February 7, 2026
Teach bots, stir pots
Reinforcement Learning from Human Feedback
New AI “training manual” drops: fans rush in while skeptics ask if it’s just dog treats for robots
TLDR: A new book explains how AI learns from human feedback, laying out the full process in plain language. The crowd loved the easy web version but argued whether this is real science or just polishing chatbot vibes, while the author’s open call for feedback keeps the debate hot and relevant.

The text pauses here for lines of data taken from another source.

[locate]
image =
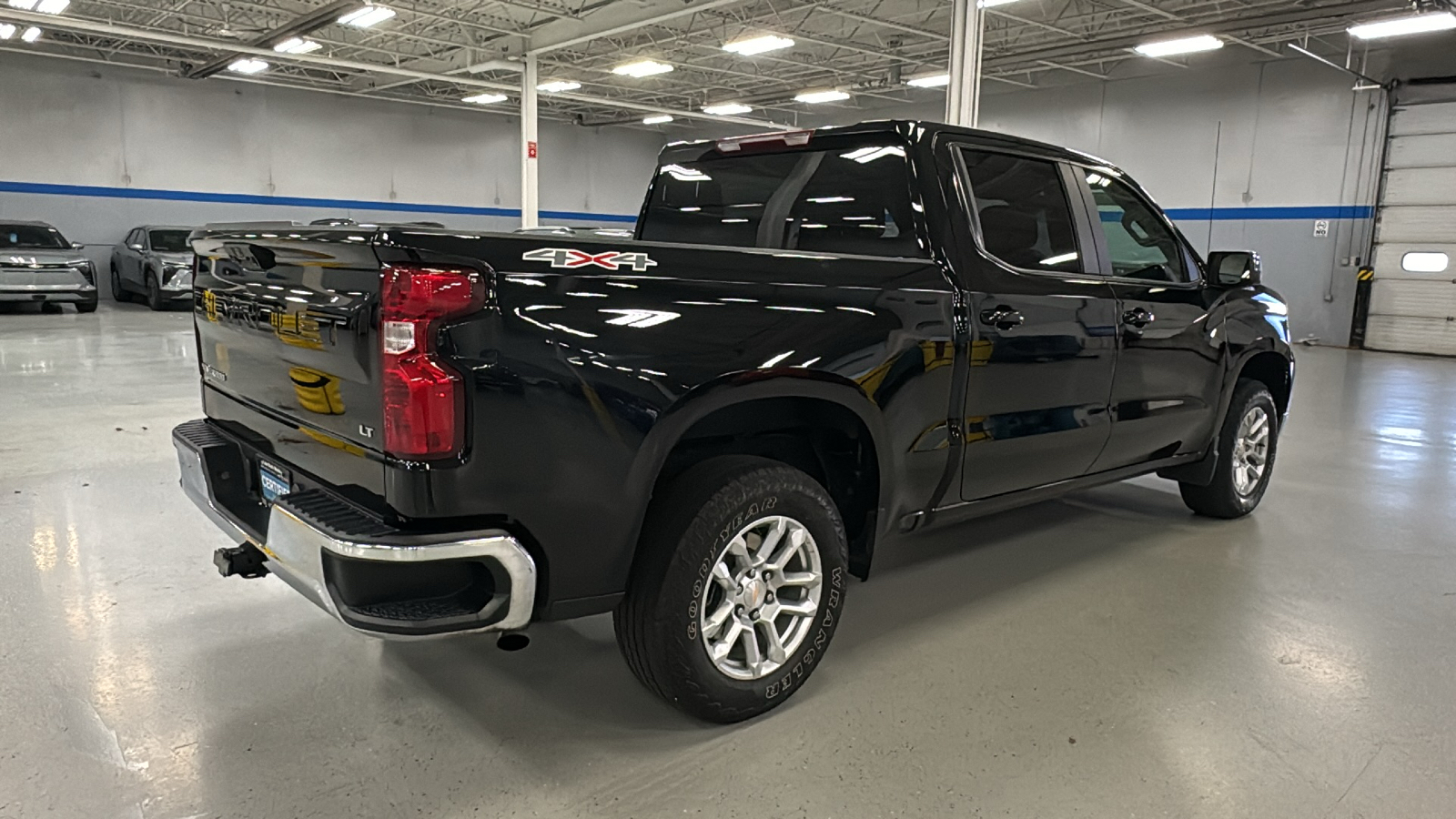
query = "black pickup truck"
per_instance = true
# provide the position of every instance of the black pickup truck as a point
(815, 344)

Reinforcement Learning from Human Feedback (RLHF) just got the glossy, all-in-one guide treatment—and the crowd showed up with popcorn. Think of RLHF as teaching a chatbot with human hints: reward good answers, nudge away the weird ones. The book promises a gentle walk from origins to how-to, and the comments immediately went full “link or it didn’t happen” energy, with klelatti dropping the web version like it’s a mixtape.

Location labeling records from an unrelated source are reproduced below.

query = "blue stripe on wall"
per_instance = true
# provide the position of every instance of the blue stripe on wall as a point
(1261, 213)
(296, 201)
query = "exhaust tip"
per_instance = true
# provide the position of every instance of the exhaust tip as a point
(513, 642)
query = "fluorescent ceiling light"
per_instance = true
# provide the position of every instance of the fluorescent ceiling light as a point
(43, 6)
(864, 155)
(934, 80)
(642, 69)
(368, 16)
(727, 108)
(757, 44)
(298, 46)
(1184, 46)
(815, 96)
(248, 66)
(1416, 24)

The real drama? A split screen of vibes vs. rigor. Builders cheered having a step-by-step playbook (instruction tuning to reward models to the final alignment dance), while skeptics rolled their eyes, calling it “fancy duct tape” for chatbots—funny memes compared it to dog training and sticker charts. verdverm stirred the pot: the author, Nathan, is actively cooking a next version and asking for feedback, meaning this isn’t a museum piece, it’s a live remix. Then dang linked a related HN thread, officially turning it into a multi-ring nerdfight. As the book teases “synthetic data” (AI-made practice questions) and better evaluation, people argued whether training AI on fake human signals is genius or chaos. It’s informative, it’s messy, and yes—there are treats involved.
Key Points
- •The book introduces RLHF for readers with quantitative backgrounds.

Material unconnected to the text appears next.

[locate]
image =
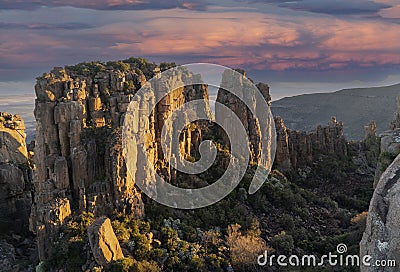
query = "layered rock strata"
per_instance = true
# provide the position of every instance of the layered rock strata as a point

- •It connects RLHF’s origins to recent literature and fields including economics, philosophy, and optimal control.
- •Foundational material covers definitions, problem formulation, data collection, and common mathematical tools.
- •Core RLHF stages include instruction tuning, reward modeling, rejection sampling, reinforcement learning, and direct alignment.
- •Advanced topics address synthetic data, evaluation, and open research questions in the field.